In Sarajevo, a citizens’ “Plenum” convened on Wednesday, an experiment in direct democracy for a country that still has hundreds of European troops stationed in the country and an international viceroy, called the High Representative, who has the power to impose or revoke laws and fire politicians, now rarely used.  The Plenum is necessary because there is no strong opposition that has widespread support, hence the demand for a temporary government of experts.

Other than a widely criticized statement by High Representative Valentin Inzko that EU troops could be called upon for reinforcement if violence escalated, the international response has been muted. The European Union, in a statement Monday, said they “encourage the continuation of normal public life.”
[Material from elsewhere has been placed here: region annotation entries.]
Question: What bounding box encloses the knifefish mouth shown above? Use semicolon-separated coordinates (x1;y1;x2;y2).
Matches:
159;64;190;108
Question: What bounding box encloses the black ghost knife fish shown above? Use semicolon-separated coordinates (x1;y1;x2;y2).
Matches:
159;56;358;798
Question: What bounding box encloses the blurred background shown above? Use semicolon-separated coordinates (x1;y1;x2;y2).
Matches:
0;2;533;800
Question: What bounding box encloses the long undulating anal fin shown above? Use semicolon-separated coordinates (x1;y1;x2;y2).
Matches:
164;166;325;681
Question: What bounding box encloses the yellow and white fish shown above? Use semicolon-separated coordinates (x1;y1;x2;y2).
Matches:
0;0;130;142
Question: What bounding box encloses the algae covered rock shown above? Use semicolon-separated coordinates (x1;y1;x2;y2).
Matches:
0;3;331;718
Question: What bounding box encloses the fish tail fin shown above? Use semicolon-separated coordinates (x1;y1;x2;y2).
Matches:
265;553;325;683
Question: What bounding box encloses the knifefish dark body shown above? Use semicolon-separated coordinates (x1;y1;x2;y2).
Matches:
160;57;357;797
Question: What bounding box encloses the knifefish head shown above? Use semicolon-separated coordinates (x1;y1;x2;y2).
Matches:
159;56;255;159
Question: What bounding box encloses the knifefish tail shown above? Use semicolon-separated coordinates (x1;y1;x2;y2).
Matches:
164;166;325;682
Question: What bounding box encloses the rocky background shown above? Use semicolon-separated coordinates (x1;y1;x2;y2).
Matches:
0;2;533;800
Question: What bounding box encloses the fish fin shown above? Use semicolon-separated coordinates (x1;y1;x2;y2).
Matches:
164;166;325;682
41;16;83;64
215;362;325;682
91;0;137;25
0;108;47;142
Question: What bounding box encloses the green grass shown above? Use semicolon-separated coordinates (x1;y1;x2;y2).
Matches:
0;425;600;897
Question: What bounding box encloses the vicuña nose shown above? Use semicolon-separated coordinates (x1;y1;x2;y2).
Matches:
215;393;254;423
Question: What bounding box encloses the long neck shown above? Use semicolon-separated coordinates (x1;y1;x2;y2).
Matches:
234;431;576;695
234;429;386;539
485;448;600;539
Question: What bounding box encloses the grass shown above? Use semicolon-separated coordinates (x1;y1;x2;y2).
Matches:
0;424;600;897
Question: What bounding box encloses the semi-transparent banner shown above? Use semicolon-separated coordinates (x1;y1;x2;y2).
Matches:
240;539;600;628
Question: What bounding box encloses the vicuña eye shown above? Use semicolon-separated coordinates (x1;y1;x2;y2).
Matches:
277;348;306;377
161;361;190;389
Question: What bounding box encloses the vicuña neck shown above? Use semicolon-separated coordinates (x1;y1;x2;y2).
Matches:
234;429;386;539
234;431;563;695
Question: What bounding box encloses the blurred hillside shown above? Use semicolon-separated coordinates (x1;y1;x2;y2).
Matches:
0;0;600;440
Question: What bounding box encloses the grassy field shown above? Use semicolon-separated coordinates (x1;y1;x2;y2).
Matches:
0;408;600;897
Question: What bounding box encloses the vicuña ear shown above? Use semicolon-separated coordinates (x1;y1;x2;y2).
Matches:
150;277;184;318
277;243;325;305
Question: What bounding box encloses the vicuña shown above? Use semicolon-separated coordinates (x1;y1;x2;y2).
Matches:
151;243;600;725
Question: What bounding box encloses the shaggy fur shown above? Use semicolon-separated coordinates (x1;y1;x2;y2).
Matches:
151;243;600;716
 But what could be more normal than protesting such deep political paralysis?

In the words of one Plenum organizer, Svjetlana Nedimovic, “Normal life here means so many difficulties in the basics of the basics.”

In recent months, Western diplomats have privately murmured that Bosnians should be out in the streets protesting the sorry state of affairs, saying that they can only work with the politicians the people elect.  It seems they did not have a plan of what to do when the revolt against all elected politicians began.

Perhaps it is best for the international community, which has spent years trying to cut failed deals on constitutional reform with the leaders of six parties who refuse to agree, to take a backseat as disparate groups of citizens organize.  Then they should create an avenue for incorporating ordinary citizens into the negotiations.

Nedimovic and many others have condemned the damage to state institutions, but acknowledge that politicians only responded to Friday’s violence.

“We stood for dogs, for babies, for gay rights, for everything,” says Nedimovic, referring to short-lived protests in the past few years, including one this summer after the government could not agree on a law on identity numbers, resulting in the death of a baby who could not leave the country for medical treatment.

“We stood peacefully for workers, for retired people, but they only responded to us on Friday.”

And anyway, goes the word on the streets of Sarajevo, what are the buildings, when the politicians have been destroying the institutions for so many years?

“I don’t know why people are complaining that this country is falling apart,” said Mirna Kusturica, 25.  “It was, and has been, but Friday everything changed. We are going to put it together again.”

Bosnian-born Yugoslav writer Mesa Selimovic famously wrote of Bosnians, “When they are together they are in trouble, for this they do not like to be together often.” 

The unity shows the depth of Bosnia’s political crisis, and its only solution.